The President arrived at the Khartoum airport at around 6:50pm Sudan time. If some leaders can fail to honor a global Criminal Court what of an African court.

“This is an indication that South Africa doesn’t believe in the rule of law and justice for grave global crimes”, he asserted.

The ICC’S chief deputy-prosecutor James Stewart told AFP on Monday that South Africa’s failure to arrest Al Bashir was “disappointing”.

South Africa has been under fire for not arresting al-Bashir in defiance of the ICC’s arrest warrant.

Recently, in the face of such criticism and the absence of cooperation from the AU, the ICC has opened investigations in a handful of other countries – but most in Eastern Europe and other developing country regions.

Mugabe said in court “not all judges think like we do”, and they might dislike “freedom fighters” or the way things are done in a certain country, he said. “It had an obligation to arrest him”.

It follows reports claiming that Sudanese soldiers surrounded South African National Defense Force soldiers in Sudan.

“By allowing this shameful flight, the South African government has disregarded not only its global legal obligations, but its own courts”, she said in a statement.

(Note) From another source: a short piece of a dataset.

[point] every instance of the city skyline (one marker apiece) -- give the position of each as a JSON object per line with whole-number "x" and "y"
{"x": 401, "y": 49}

The ICC indicted Bashir in 2009 and 2010 for his role in atrocities in Sudan’s western region of Darfur, in which 300,000 people were killed and two million displaced in the government’s campaign, according to U.N. figures.

Sudan’s government had defended the visit by Mr. Bashir, who was sworn in this month for another five-year term, and said the court order had “no value”.

Bashir’s plane left a South African military airport near Pretoria, the capital, unhindered by South African authorities who had already been ordered over the weekend by South Africa’s High Court to prevent him from departing.